Project takes form: Humans of SJU
Elena’s necklace is in the shape of a heart with a peace sign inside of it. She keenly watches everyone in the bustling D’Angelo Center Starbucks through her pink glasses, looking for interesting characters. “Everyone has their own story to tell,” she says softly.
Elena has a story too.
She is a freshman, she commutes from Rego Park and she goes to classes and is involved on campus like any other student. But unlike most students, she spends her free time at St. John’s snapping photographs and conducting interviews.
Elena, who prefers to use only her first name to preserve the integrity of the page, is the woman behind the curtain of Humans of St. John’s University, the Facebook page that has garnered hundreds of “likes” since its launch on Sept. 18.
The inspiration for the website was Humans of New York, Brandon Stanton’s “photographic census” of the diversity in New York City. Elena credits Stanton on her Facebook page, but is taking her own spinoff in a different direction. Her page differs from the original in small but noticeable ways, such as: conversations rather than stand-alone quotes, compiling videos and posting inspirational quotes on Sundays.
“Everyone has their own beauty,” she explains. “Sometimes it takes just a few seconds to find it, to notice the beauty, the uniqueness.”
Part of her motivation in starting the page was to expand her social circle. When she started at SJU, soft-spoken Elena “noticed that college is different. I started just talking to people. It’s a good way to meet people.”
“I like to ask ‘What’s your advice for the world?’” she says as she approaches one of the coffeehouse tables. A girl in a blue dress with a studded collar is using the computer at the table, her head propped up on an arm full of bracelets.
“Hi!” Elena says to the girl. “Can I take your picture?”
Elena chooses her subjects deliberately. “I like to look for people who are really involved in what they’re doing,” she said. For the most part, the shots are not posed, although subjects do sign a release form giving her the right to use their image. After taking the photographs (two or three for each subject) she conducts a short interview, an attempt to get a poignant quote that will accompany the snapshot on her website.
Thus far, Elena has featured dozens of professors, priests and students who represent the diversity at St. John’s.

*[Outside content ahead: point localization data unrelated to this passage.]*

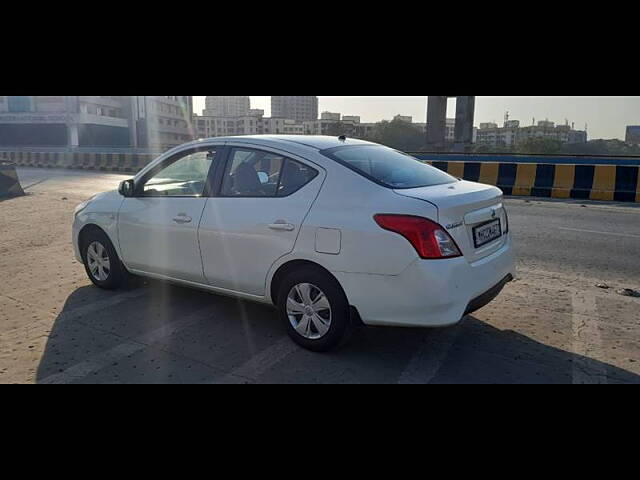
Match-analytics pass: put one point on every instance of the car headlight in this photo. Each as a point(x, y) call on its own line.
point(81, 207)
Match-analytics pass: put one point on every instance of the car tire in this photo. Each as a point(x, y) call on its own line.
point(314, 309)
point(101, 261)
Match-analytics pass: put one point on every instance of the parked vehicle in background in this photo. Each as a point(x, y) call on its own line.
point(330, 230)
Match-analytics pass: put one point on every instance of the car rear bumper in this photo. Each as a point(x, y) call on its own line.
point(429, 293)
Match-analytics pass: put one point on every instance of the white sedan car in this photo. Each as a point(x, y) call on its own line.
point(332, 231)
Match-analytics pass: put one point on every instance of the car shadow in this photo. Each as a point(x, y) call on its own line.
point(154, 332)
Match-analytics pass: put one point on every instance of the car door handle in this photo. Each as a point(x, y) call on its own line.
point(182, 218)
point(282, 225)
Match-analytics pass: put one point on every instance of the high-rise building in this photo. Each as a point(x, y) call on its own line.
point(300, 109)
point(633, 134)
point(226, 106)
point(512, 133)
point(156, 122)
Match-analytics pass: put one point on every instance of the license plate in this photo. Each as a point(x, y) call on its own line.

The girl at the table, Moira Shannon, is already a fan of Humans of St. John’s and willingly consents to be photographed.
“Can I take a picture of your bracelets?” Elena asks. She pulls her Canon Rebel out of her Aeropostale tote and focuses.
“They all have a story,” Shannon explains, describing what each one means to her. Later that day, Elena will upload her picture to Humans of St. John’s University, along with a photo of the bracelets and a link to Moira’s website.
In an effort to build on the momentum of Humans of St. John’s, Elena is attempting to begin a club—The Social Experiment—through the Power to Organize process at St. John’s next semester. Humans of St. John’s got so much attention that she thinks it should expand. For now, Humans of St. John’s will remain a solo project, although she does occasionally accept submissions.
What’s Elena’s advice for the world? “If you really love something, just do it, and notice the beauty in everything.”